The vet clinic has been an ongoing practice for several years and Friday said they always get a good response.

The clinic is a very important service to a rural county like Hale where rabies can easily be spread to pets from wild animals. The vast majority of rabies cases reported to the Centers for Disease Control and Prevention each year occur in wild animals like raccoons, skunks, bats, and foxes. Domestic animals account for less than 10 percent of the reported rabies cases, with cats and dogs among those most often reported rabid.

Dogs and cats over four months of age are required to be vaccinated against rabies and wear a current rabies license tag.

Rabies is a deadly viral disease that can be prevented but not cured.

The virus is spread through saliva and can be passed to another animal or a person, usually through a bite.
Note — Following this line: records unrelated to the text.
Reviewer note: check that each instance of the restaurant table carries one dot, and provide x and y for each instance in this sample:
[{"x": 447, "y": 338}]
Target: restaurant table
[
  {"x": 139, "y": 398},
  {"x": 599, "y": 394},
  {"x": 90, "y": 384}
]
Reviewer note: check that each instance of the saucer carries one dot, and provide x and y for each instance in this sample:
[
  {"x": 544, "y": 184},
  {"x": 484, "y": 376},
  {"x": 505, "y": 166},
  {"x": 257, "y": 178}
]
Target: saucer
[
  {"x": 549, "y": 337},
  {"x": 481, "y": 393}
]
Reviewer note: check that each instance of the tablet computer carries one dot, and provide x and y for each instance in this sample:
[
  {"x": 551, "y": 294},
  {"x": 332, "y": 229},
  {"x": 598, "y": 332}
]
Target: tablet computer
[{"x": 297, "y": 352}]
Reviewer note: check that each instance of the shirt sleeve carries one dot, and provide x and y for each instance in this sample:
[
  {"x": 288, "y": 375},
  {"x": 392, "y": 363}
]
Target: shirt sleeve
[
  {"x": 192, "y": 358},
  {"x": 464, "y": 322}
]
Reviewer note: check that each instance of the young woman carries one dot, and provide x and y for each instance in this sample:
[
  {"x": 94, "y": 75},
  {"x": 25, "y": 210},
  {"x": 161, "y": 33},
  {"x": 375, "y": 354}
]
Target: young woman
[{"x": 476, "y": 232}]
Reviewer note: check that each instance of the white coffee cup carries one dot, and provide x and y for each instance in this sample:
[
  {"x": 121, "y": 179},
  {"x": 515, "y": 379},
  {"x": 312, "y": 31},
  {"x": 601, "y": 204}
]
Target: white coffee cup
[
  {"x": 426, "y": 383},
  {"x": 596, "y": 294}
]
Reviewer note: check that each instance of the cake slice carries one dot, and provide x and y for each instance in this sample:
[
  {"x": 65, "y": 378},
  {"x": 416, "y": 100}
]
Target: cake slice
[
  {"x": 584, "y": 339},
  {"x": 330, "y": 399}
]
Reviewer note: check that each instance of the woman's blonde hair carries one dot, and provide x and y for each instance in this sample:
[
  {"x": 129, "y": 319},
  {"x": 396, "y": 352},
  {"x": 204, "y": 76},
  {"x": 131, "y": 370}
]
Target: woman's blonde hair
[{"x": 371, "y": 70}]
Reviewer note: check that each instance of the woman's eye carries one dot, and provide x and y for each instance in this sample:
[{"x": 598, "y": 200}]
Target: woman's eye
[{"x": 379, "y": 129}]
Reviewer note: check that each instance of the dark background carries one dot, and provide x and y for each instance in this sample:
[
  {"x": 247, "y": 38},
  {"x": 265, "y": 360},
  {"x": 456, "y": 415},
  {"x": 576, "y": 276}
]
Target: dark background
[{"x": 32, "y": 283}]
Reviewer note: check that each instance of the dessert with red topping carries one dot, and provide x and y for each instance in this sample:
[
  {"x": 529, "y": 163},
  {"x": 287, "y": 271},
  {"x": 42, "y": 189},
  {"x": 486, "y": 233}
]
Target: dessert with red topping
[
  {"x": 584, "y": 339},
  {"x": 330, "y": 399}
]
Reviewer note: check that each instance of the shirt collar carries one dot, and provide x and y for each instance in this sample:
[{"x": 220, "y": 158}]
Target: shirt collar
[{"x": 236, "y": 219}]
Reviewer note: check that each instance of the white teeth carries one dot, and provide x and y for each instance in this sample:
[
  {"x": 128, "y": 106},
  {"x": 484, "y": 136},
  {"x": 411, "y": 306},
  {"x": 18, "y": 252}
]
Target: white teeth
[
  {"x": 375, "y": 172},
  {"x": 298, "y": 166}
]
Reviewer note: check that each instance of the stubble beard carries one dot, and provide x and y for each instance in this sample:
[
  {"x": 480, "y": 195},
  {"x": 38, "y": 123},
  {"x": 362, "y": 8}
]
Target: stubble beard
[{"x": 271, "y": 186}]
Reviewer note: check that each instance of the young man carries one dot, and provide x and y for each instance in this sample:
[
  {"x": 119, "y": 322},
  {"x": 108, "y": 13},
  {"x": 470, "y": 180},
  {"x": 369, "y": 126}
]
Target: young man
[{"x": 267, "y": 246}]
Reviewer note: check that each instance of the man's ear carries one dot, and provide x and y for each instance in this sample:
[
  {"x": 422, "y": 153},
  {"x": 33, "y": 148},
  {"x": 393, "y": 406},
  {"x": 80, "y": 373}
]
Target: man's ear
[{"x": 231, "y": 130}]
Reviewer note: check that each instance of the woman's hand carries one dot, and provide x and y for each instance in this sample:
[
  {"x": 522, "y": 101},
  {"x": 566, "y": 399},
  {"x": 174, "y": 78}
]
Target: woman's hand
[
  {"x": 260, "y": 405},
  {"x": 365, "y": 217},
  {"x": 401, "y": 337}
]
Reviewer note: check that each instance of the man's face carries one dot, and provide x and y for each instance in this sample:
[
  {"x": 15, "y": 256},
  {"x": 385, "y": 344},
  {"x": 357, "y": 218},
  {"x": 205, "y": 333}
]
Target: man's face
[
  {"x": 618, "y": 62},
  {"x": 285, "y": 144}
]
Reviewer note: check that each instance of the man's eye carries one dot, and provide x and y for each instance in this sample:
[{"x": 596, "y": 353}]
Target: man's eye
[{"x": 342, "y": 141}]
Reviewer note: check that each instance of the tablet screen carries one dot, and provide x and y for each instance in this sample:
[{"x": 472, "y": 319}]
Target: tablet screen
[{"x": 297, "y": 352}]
Infection may also occur if the saliva enters open wounds, the mouth, or eyes of another animal or person.

There is no treatment for rabies after symptoms of the disease appear. However, the rabies vaccine regimen provides immunity to rabies when given after an exposure or for protection before an exposure occurs.

Vaccinations are just as important for the safety of pet owners as the pets themselves. Although rabies among humans is rare in the United States, every year an estimated 18,000 people receive rabies pre-exposure vaccinations, and an additional 40,000 receive vaccinations after being exposed to rabies.